Nietzsche, ao recuperar o que foi negligenciado pelo platonismo, associa a sua obra a uma inversão da teoria platônica mostrando que a desrazão e o ilógico das coisas humanas (ideias associadas ao devir, também ele recusado por Platão) fazem parte da constituição da vida e lhe doam seriedade, malgrado ela continue sendo caracterizada como um jogo infantil.

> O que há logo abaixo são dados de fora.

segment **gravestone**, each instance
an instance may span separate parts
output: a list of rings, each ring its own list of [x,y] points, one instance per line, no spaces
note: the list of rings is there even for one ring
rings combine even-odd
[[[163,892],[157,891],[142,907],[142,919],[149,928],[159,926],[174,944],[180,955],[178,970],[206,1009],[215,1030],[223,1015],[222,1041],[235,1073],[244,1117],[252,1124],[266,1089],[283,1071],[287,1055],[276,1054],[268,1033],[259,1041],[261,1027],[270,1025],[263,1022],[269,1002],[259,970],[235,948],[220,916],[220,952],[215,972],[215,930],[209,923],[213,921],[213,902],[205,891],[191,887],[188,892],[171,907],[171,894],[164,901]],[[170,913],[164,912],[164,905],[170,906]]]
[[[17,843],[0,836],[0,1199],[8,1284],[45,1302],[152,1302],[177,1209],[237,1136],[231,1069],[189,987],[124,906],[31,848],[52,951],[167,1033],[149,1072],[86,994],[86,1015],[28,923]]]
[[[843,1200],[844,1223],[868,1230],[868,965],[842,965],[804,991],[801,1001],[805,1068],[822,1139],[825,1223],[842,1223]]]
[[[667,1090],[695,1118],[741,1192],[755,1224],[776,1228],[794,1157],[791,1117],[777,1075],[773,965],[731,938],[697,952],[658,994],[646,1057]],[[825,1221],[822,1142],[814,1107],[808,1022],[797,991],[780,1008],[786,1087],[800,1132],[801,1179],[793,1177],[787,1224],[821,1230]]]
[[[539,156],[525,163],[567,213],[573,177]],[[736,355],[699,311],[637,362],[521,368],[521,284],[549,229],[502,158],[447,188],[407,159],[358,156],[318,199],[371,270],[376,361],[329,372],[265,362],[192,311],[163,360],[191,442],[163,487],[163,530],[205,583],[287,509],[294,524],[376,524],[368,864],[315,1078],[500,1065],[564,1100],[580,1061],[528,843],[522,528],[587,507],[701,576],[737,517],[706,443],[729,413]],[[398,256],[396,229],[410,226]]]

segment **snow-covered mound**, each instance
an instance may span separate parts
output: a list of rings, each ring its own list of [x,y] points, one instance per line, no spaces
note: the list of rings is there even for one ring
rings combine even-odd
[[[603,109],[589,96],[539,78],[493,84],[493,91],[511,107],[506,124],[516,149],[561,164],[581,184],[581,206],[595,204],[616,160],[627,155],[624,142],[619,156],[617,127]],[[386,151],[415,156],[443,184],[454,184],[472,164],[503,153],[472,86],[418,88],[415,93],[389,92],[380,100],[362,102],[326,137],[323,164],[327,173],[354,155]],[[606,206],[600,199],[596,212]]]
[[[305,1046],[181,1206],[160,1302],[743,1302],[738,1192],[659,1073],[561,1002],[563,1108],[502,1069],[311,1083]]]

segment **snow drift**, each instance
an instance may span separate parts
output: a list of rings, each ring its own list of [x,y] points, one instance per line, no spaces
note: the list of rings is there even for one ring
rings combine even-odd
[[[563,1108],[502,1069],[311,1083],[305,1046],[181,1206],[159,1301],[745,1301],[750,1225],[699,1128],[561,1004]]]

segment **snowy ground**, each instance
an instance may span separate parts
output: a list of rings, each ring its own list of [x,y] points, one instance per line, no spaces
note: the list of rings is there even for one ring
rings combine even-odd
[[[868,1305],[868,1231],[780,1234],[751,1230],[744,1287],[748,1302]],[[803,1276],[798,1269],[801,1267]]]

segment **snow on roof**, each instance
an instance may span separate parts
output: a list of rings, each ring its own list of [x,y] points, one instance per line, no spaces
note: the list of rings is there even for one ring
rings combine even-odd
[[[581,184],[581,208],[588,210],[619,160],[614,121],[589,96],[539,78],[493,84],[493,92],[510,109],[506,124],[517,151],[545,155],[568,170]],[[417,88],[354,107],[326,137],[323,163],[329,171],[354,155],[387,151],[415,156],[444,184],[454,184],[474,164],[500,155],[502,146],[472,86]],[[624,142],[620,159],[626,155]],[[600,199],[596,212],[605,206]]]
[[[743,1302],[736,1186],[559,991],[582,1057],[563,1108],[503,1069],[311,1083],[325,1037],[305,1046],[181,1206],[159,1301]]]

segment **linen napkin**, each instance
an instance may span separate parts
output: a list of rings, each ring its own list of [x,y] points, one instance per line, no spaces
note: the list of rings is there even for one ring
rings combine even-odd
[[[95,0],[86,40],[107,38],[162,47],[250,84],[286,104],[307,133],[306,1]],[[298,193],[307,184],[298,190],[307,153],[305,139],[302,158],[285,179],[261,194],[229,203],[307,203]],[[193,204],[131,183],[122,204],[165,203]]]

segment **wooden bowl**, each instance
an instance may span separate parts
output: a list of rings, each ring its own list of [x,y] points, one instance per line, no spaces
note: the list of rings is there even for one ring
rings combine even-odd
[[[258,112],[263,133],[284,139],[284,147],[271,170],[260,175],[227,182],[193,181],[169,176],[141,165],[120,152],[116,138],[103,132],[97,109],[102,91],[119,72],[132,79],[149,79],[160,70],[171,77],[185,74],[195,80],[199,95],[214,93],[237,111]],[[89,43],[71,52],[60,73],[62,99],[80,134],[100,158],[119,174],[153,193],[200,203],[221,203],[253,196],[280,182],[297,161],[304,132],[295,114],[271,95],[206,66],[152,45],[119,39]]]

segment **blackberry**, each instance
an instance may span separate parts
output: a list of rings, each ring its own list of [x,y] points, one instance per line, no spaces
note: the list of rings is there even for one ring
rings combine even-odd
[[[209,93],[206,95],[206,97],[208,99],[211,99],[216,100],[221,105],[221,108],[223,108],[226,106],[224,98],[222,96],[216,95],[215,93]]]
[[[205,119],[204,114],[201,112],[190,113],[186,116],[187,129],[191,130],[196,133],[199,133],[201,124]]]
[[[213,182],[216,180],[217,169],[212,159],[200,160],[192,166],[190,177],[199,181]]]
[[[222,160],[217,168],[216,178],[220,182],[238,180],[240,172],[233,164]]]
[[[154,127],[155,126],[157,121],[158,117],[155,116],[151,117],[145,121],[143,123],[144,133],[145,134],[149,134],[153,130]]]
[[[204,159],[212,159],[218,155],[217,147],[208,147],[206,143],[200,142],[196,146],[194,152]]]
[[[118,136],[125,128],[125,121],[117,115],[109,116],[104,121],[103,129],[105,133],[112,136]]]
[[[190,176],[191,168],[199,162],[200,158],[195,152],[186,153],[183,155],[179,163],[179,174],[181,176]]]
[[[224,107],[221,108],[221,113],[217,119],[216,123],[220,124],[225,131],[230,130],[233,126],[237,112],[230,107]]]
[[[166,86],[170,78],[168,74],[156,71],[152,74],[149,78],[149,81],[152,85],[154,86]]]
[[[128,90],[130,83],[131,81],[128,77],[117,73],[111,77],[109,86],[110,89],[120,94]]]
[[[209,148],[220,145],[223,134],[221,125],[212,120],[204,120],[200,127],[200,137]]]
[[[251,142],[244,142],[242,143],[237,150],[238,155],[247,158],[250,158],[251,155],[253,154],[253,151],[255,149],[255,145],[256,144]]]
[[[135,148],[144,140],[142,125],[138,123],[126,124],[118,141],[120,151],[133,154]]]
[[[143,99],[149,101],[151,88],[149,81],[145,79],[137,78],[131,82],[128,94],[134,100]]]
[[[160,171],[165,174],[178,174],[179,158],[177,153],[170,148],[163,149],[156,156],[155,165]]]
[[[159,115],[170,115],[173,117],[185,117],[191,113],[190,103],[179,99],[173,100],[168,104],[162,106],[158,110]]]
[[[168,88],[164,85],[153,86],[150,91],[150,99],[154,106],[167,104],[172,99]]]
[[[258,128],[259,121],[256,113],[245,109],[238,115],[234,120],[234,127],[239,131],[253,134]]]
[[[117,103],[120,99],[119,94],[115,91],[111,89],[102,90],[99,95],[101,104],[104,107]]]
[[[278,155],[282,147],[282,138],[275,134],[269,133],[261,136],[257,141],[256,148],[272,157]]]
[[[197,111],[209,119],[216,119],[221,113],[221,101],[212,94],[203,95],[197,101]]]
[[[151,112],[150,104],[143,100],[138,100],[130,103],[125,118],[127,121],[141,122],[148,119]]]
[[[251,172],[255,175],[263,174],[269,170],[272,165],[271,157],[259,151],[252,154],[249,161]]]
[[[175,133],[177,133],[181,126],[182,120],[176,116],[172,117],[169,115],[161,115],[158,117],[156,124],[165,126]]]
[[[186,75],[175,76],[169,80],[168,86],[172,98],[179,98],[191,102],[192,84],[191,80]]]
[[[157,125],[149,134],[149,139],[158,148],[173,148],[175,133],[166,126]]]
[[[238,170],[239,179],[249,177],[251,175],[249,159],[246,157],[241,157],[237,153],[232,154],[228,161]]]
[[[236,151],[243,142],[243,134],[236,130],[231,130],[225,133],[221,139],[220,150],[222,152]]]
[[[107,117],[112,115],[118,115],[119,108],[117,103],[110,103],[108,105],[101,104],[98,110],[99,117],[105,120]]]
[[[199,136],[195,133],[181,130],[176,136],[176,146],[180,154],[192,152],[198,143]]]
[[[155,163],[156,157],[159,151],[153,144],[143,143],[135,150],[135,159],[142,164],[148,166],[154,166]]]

Ora, essa afirmação leva à concepção da inocência do devir e da teoria da radical irresponsabilidade das ações humanas, tema do terceiro capítulo de Nietzsche – Philosophie de la légèreté, no qual Olivier Ponton faz um trabalho detalhado e cuidadoso de identificação das contraposições de Nietzsche às rescindidas teses de Schopenhauer, a começar pelo menosprezo de si (patamar sobre o qual a religião se ergue ao possibilitar um falso alívio, um narcótico para a culpabilização do eu), a crença na redenção, fuga da dor (pelo pessimismo romântico) e corrupção das coisas humanas através das invenções psicológicas que cria doentes imaginários aos quais ela mesma oferece narcóticos que não curam, mas ampliam a doença. Assim, adiantando as teses de Para uma genealogia da moral, o ascetismo e a santidade são analisados como formas psicológicas de adoecimento do homem. Esses elementos servem, de forma oposta, para a constituição da própria moral nietzschiana, na medida em que o filósofo alemão faz nascer de sua crítica a afirmação das coisas humanas através de uma filosofia da reinterpretação, da revalorização e do ultrapassamento. Para Ponton, Humano, demasiado humano é, a um tempo, um laboratório genealógico que desvenda o perspectivismo de todas as configurações morais e um terreno experimental sobre o qual se ergue o edifício da filosofia do espírito livre e do “novo evangelho” da inocência e da leveza, contrário àquele da culpa, do pecado e da redenção. O quarto capítulo da obra de Ponton se intitula O embelezamento da vida e surpreende pela coerência argumentativa e pela profundidade da análise, ao contrapor a ideia de produção artística e de homem como obra de arte, frequente no pensamento de Nietzsche, à afirmação contrária, presente em Schopenhauer, na perspectiva da imutabilidade do caráter.2 Assim, a leveza da
vida estaria garantida pelo seu valor artístico, poético e “mentiroso” que faz “dançar sobre o abismo”. E esse é, justamente, o tema da última parte desse belo livro de Olivier Ponton (capítulo intitulado A liberação do espírito), quando os homens conquistam aquela leveza dos deuses gregos e sua “vida fácil”. Nessa parte da obra, Ponton trata da busca de Nietzsche por um “claustro para espíritos livres” e uma comunidade de amigos que partilham esses mesmos conceitos afirmativos e alegres da vida.


1 Esses escritos de 1875, foram a quarta Consideração extemporânea, intitulada Nós filólogos,
a qual Nietzsche preparara nessa data mas se recusara a publicar, conforme assinala Mazzino
Montinari, na quarta seção da sua Kritische Gesamtausgabe.